Model-Based Testing: How is It Different?

Model-Based Testing

Model-based testing is an approach in which test cases are automatically generated from models. Models are the expected behavior of the system under test and can be used to represent a testing strategy. They are an abstraction of real-world functions.

QA strategizes what to test. With model-based testing, developers and testers share the responsibility to focus only on the models that need to be created around system requirements and specifications. This enables teams to minimize test suite maintenance and generate more tests using different algorithms. 

Model-based testing can be used with popular software testing tools and automation frameworks to help the team create both manual and automated scripts and increase the coverage.

How to Start with Model-Based Testing?

One cannot simply implement model-based testing for the entire process at once. It’s a gradual process that starts with a typical scenario presupposing manual creation of test design, where requirement changes have a significant and often unpredictable impact on tests. 

The first step of model-based testing is model creation. Models can be created by testers, developers, or business analysts and can cover any level of requirements, from business logic to user story, and link them to each other. 

Test cases can be automatically generated once the models are ready. These tests will also be automatically updated once any changes to the model are introduced. Software testing tools made specifically for model-based testing can help identify updated tests, the new ones, and tests that became obsolete due to model changes. 

Model-based testing maximizes coverage with the least number of tests. The manual calculation is less efficient and less accurate than MBT options. Along with automated creation and updating of model-based tests, the MBT approach traces the correlation between tests and requirements.

The next stage is the automation of the entire process of test automation. The tautology is on purpose, allow me to explain. First, you need to connect test automation engines and models to generate test scripts. This will create scripts for automated tests faster and will allow teams to easily maintain these scripts under model changes.

Automated tests can be integrated into CI processes and tools once you’re able to generate these tests from models. By integrating with performance testing, service virtualization, test data management, and more, MBT can achieve its full potential.

Machine learning and data analytics are very helpful in optimizing MBT to a dynamic adaptive framework that will be able to forecast defects, offer quality risk evaluation, predict testing routes, and so on.  


Model-based testing is more part of the software development process than independent script tasks. It eliminates the need for test script development and forecast script maintenance. However, it does not eliminate the maintenance of created models within the code which are part of the software development process. This helps improve the software quality by getting the team to think about the models. With reduced test suite maintenance, it allows for flexibility to generate many tests using different algorithms. 

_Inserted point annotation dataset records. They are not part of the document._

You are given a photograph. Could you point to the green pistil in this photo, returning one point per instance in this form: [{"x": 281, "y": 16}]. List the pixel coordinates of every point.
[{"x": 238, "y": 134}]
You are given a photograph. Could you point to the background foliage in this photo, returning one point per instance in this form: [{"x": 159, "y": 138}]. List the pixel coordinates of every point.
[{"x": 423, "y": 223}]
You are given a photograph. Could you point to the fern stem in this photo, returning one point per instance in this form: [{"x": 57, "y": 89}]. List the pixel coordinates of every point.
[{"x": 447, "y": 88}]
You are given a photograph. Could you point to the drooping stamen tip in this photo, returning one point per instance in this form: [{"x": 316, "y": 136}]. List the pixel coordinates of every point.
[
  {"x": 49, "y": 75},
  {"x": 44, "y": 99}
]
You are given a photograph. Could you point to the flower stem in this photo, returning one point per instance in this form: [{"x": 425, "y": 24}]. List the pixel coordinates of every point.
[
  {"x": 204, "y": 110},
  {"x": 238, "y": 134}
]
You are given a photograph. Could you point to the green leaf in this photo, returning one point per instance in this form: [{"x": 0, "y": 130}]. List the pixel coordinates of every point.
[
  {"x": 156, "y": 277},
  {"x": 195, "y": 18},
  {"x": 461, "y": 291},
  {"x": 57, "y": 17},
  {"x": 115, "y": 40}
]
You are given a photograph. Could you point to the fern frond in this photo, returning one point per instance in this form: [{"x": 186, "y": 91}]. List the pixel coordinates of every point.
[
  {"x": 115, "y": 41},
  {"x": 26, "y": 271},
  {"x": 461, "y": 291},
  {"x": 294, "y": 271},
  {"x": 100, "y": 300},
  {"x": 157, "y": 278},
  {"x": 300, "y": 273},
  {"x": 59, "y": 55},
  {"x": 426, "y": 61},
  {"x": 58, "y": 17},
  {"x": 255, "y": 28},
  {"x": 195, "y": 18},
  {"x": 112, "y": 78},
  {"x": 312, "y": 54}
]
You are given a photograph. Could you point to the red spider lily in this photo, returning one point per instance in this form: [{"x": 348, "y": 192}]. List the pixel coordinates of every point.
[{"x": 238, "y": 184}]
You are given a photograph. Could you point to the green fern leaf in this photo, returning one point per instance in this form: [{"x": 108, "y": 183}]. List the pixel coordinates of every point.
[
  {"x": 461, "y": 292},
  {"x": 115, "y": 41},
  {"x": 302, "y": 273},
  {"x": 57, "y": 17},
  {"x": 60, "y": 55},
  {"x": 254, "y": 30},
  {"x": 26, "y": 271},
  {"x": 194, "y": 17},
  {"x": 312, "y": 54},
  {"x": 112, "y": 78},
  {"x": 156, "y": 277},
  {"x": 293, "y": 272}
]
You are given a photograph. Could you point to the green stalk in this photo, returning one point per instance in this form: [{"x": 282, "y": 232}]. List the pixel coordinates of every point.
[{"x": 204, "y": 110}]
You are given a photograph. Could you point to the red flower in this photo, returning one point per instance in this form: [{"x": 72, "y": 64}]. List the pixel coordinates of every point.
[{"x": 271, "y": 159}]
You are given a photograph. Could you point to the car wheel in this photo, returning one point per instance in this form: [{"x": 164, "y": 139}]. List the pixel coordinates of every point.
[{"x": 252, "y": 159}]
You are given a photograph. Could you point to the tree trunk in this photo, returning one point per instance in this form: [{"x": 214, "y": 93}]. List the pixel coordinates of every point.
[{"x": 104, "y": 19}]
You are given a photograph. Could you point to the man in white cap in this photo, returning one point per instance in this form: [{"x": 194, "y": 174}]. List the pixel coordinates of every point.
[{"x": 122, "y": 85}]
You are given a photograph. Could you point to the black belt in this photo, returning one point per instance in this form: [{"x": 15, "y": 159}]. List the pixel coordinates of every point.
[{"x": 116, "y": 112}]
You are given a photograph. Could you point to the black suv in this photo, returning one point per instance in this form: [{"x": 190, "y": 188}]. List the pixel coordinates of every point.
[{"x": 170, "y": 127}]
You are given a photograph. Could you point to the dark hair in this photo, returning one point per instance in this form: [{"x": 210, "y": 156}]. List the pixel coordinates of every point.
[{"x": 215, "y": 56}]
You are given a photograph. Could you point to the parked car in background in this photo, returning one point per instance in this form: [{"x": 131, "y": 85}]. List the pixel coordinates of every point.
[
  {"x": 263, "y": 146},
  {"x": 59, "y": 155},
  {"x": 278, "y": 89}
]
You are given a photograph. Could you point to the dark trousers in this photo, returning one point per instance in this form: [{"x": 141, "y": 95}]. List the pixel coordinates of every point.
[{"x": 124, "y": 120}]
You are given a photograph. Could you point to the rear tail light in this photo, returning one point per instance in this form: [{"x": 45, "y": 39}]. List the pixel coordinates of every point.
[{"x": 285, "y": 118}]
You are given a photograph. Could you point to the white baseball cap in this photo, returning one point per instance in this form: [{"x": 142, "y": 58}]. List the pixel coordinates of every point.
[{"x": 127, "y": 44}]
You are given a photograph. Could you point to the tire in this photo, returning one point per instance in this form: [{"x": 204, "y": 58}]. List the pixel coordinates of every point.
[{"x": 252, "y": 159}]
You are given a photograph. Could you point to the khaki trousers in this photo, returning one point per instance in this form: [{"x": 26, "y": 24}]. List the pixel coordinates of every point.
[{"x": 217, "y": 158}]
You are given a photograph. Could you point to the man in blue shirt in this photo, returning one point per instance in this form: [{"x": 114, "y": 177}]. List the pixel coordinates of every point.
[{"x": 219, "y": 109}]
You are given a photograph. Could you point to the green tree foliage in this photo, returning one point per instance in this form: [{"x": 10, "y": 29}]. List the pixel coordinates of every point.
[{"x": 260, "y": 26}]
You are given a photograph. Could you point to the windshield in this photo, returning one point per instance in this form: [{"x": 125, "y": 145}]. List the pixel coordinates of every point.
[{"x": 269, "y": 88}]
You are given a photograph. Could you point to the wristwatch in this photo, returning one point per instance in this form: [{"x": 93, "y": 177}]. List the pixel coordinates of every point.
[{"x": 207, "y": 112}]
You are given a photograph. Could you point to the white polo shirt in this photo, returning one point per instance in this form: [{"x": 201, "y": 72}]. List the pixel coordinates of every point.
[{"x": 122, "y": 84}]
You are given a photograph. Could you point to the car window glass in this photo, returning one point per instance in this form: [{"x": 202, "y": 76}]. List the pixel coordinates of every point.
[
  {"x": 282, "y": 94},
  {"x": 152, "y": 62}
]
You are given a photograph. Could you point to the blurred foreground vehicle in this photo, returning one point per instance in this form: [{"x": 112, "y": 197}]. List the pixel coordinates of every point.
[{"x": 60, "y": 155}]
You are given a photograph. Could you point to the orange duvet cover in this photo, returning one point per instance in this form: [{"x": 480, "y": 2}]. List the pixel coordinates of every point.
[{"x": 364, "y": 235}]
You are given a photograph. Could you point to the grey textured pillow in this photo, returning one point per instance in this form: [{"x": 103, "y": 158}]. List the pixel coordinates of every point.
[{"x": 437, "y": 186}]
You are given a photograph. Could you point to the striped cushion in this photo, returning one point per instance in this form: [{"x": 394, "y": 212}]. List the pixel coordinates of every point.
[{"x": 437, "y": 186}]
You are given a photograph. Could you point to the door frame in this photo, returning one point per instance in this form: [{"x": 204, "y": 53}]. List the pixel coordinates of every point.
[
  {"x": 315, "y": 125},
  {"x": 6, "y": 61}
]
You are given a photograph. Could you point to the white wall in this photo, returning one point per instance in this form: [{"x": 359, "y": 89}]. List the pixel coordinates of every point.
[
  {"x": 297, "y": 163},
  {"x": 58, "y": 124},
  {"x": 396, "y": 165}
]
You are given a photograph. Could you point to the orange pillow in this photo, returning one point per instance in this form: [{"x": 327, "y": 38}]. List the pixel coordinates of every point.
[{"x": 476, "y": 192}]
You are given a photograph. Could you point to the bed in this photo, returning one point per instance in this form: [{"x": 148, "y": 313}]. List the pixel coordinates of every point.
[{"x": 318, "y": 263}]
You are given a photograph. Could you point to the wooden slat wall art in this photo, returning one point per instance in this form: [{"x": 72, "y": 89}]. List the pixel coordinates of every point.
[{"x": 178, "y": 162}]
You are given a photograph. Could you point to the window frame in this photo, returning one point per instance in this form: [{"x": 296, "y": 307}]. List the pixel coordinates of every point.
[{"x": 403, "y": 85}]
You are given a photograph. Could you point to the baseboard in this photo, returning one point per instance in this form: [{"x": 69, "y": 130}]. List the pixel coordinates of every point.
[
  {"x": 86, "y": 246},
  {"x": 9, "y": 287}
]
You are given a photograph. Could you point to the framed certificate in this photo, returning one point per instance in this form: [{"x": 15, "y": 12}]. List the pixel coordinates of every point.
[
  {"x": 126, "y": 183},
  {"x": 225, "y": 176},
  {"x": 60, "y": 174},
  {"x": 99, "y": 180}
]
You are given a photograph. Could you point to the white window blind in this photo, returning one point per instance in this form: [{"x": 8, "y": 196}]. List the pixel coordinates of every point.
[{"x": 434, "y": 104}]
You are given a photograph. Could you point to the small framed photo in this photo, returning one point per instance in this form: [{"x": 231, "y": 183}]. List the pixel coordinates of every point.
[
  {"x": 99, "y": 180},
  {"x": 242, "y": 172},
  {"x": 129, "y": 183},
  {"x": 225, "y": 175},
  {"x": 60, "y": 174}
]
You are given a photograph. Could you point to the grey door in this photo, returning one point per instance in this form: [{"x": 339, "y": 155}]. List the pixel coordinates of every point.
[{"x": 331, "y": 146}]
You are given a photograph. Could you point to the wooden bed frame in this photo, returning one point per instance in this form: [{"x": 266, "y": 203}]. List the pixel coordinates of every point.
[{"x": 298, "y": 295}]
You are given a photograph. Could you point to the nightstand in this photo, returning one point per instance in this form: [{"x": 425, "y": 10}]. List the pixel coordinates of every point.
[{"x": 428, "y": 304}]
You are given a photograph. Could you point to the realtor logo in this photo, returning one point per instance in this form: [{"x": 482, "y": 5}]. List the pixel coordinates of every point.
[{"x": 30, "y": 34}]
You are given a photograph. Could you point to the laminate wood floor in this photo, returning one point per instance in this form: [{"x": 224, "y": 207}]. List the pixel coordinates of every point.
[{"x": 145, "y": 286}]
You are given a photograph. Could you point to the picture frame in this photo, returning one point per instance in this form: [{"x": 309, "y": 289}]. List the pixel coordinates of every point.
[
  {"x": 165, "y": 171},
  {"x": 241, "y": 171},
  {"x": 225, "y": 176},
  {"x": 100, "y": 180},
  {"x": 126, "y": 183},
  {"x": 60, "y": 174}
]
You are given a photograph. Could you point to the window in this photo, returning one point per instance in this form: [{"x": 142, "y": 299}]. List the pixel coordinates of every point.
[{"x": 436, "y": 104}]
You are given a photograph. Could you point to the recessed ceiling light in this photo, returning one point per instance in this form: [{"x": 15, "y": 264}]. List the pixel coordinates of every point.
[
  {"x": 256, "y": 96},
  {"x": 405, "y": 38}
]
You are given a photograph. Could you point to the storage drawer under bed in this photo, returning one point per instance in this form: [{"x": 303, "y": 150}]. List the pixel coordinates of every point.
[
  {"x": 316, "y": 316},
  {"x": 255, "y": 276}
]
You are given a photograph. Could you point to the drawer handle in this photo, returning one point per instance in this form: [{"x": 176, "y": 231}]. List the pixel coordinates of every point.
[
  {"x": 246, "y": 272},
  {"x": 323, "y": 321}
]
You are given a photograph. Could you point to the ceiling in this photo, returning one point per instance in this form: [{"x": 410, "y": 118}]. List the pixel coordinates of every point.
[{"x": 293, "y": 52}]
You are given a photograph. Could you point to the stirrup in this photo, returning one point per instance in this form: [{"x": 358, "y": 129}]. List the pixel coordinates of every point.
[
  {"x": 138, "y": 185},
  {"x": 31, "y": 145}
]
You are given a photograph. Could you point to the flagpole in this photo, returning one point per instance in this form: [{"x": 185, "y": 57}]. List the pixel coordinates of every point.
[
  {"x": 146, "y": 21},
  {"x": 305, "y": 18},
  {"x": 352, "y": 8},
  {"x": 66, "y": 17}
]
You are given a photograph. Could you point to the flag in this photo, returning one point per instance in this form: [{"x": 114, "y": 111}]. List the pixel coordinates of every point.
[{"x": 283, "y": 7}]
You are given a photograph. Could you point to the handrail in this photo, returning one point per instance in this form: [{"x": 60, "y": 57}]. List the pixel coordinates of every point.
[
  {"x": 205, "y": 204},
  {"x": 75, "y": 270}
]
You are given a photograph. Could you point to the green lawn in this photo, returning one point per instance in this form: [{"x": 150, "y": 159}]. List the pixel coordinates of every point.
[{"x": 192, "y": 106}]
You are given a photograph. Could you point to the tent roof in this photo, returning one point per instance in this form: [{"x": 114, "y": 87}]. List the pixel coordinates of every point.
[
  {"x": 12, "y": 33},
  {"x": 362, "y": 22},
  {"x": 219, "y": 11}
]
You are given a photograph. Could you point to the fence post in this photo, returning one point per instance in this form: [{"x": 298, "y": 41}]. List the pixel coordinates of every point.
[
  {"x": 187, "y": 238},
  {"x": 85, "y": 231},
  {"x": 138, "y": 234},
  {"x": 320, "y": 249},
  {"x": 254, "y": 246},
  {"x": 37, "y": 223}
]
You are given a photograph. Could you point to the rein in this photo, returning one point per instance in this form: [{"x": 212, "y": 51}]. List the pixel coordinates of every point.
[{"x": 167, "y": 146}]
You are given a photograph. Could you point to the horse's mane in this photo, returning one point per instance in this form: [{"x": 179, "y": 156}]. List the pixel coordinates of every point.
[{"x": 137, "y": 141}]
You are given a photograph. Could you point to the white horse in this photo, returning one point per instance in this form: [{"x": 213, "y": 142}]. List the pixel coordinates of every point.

Undoubtedly, there are numerous benefits of MBT but to fully reap them, you need to be aware of the challenges. One of which is training software developers and testers on model-based testing. Developers are familiar with coding paradigms, but they also need to have the testing knowledge to develop testable applications. Testers need to learn the concept of modeling over traditional testing methods.

To implement MBT, you need proper infrastructure. Modeling is not easy and therefore you need to be equipped with a capable tool that is scalable, handles complex models, and provides reliable test coverage. The initial implementation of the tool will take time. It will offset the long-term goal of reducing test maintenance and increasing test coverage. It can be a challenge to fine-tune MBT in parallel with the creation of models and can result in tool refactoring.

MBT adoption starts by implementing modeling into the development workflow. It can be challenging to shift the mindset and culture as far as how to develop and test applications. It’s important to modify the frontend application code to improve testability.


MBT reinforces the idea that the involvement of QA belongs at the beginning of the discovery stage. It incorporates testability into the product design when it comes to the creation of models for a new/modified feature. Typically, it finds specification and design bugs before the code even exists. With the automation generation of test suites, testing thoroughness increases, test coverage is guaranteed, and the test suite maintenance is eliminated. It’s part of your reporting results to individuals or the team and continuous testing strategy.